A radical Reworking of business

front coverI know I refer quite a bit to items I hear on Leo Laport’s Net@Night podcast.  However episode 142 of the show with Sarah Lane guesting for Amber Macarthur was all about business.

They interviewed Jason Fried and David Hansson who created Ruby on Rails and co-authored Getting Real, amongst a range of notable achievements.

In their new book Reworking they attempt to debunk many business clichés, based on ten years of experience of running 37 Signals an internet based business.

They looked back over their first ten years of starting and growing their business to see what lessons they had learned, and how they could present the best of those ideas as succinctly as possible.

I tend to agree with them when they say that so many business books don’t really need to be more than 50 or 60 pages long, as their authors aren’t really saying very much. To generate enough content for 150 or 200 pages takes many years of experience.

Get more sleep
The first idea covered in the interview, Get More Sleep, may sound obvious, but working extreme hours has become something of a obsession especially with workaholics, and especially in the United States. But as they point out, the practical result is that you just end up with people being tired the whole time, and sooner or later it usually leads to burnout. Also, you can’t make up for the loss with an occasional one nights good sleep. You have to be consistent about your sleep. I like their quote, ‘you have to sleep in order to do good work.’

Ignore your competition
The second is about not copying, or even bothering to find out what your competitors are doing.

As they rightly point out, running a business takes a lot of time and you have to prioritise what you are going to spend that time on. Given that fact, they feel you are better off  spending it on your customers and your own products, rather than what other people are doing.

You can’t pay complete attention to your competitors, and your customers, and your products, and your employees, and your vision. You have to make some decisions and prioritise. So David and Jason would rather spend their time making the people who use their products very happy, instead of worrying about customers they don’t have yet, who might be being approached by their competitors.

They quote Henry Ford; ‘The competitors you should be worrying about are the ones that don’t care about you. They are the ones who are focussed on building their own business.’

According to David and Jason there is a business cold war going on, especially in the software industry, where everyone is spending their time trying to get one-up on everyone else. ‘We have to add two more features to counteract the one new feature from our competitor’. There are very few winners in this world where companies try and outspend their competitors, and everyone ends up looking the same.

Business is like software
They feel that businesses should be malleable, as we aren’t building bridges or skyscrapers. A company can change, it can try new things, it can iterate. ‘We try new stuff all the time, some works and some doesn’t. Our business itself has ‘bugs’, and we fix them as we go.’

‘When people think of a business as a monolith that has to have a lot of structure and policies, then they are sort of screwing themselves.’

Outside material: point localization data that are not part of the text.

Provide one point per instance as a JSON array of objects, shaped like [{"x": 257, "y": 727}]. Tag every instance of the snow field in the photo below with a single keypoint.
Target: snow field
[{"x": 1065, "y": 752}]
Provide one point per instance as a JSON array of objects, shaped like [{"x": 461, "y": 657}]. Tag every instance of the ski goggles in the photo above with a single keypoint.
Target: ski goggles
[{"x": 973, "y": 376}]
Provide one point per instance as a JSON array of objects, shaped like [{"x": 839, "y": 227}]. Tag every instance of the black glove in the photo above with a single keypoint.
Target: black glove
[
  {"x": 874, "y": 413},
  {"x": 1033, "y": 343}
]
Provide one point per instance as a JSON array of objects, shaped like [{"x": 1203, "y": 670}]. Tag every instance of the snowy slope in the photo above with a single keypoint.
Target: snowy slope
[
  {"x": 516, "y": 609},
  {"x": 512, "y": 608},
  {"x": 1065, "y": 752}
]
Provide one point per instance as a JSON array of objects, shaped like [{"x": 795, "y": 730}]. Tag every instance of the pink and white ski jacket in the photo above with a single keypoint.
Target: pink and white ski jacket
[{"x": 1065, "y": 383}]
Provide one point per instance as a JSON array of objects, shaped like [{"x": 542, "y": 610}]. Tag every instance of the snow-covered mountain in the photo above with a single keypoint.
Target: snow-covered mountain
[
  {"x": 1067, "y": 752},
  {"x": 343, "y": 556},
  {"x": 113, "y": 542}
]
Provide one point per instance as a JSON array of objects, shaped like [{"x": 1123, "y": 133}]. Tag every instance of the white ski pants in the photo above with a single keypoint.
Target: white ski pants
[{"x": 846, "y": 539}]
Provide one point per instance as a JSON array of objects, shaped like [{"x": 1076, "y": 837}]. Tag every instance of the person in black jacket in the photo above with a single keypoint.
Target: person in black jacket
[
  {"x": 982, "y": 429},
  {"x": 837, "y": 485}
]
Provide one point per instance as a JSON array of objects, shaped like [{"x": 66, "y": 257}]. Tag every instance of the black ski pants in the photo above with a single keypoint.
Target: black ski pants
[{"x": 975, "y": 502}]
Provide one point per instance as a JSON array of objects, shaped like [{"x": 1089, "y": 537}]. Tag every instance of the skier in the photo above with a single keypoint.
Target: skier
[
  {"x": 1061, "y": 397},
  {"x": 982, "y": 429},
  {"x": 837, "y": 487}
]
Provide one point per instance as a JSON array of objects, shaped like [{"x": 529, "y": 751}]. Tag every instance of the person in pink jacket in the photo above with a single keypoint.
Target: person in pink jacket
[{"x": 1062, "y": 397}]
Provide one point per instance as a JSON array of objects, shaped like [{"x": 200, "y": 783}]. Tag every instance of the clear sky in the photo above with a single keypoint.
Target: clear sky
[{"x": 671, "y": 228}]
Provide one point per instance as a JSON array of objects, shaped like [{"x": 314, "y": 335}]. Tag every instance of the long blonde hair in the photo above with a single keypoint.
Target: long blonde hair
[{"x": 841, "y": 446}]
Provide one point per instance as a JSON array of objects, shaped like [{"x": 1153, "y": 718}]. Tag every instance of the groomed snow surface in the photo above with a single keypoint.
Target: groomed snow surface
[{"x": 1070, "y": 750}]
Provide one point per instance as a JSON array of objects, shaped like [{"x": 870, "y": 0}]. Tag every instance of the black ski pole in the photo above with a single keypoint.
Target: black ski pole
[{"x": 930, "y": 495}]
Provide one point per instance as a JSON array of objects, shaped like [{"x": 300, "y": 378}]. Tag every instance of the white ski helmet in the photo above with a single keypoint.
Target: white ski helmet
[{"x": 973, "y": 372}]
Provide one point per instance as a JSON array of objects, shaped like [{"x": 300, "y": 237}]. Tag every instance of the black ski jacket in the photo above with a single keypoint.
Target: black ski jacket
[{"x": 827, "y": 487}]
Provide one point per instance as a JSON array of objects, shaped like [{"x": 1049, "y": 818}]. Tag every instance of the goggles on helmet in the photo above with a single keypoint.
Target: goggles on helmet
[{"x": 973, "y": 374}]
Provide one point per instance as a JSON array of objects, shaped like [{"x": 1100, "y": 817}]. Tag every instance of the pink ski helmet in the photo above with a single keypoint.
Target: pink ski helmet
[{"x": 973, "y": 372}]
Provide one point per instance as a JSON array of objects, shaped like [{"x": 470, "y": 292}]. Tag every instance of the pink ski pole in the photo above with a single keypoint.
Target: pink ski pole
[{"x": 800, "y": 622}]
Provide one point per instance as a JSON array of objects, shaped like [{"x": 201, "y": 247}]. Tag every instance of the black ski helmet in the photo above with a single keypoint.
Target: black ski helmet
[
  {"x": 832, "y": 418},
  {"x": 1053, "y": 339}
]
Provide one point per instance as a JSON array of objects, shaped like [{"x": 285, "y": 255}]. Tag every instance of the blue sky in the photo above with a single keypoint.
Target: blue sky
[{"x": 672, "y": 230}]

‘There are few phrases I hate more than ‘this is how we do things around here’’. It is such a wrong and circular argument, but you hear it all the time.

The book has a simple structure with one idea every page or so. ‘The whole point of the book is that it is short, it is a quick read, because… aren’t you supposed to be doing something? These business books that take you a week or two to read, just seem like a waste of time.’

Learning from mistakes is overrated
‘There is a weird obsession, especially in the tech world, where everyone is telling you to fail early and fail often. What is that advice, fail often?’

‘Our take is that there is certainly some thing to be learnt from failure, but you are better off learning lessons from things that work well. Focus on the things that have gone right for you and try and do those things again. If you think that failure is so natural it will happen to you, you will start making really bad business decisions, and not looking at the odds.’

The obsession with growth

‘What is the point of everyone trying to build a billion dollar company? What is wrong with a million dollars? When did a million dollars become a small amount of money? When did running a business that generates $10 million a year become not a good and cool thing to do?’

‘Typically what happens is that people aren’t very happy working at these big big companies, and they are very slow at innovation. They have to acquire innovation by buying the small guys. The small guys are where the innovation and excitement happens.’

‘Why not build a great little company that is doing incredibly well, you can generate millions of dollars a year in profit. Who is going to be ashamed of that? And you can enjoy it, and you can get to sleep. That to me is really what it is all about.’

Entrepreneurs have a bad name
‘That word has so many bad connotations, it means risking everything, including your family, because you have to go all-in, right away. It’s just not true. The way we build our software company was by doing work on the side. You don’t need to throw away all your safety nets on day one and charge after this thing with a everything you have.’

‘In many ways I think the American dream has been perverted. I think before, it was simply financial independence, and somehow it has become this thing where you have to build a billion dollar company. It should get back to the way it was.’

I will leave my favourite quote from their interview to the end. ‘Starting a business does not have to be rocket surgery’. I’m not sure if this was a deliberate play on rocket science and brain surgery but I would like to adopt it as a business start-up slogan.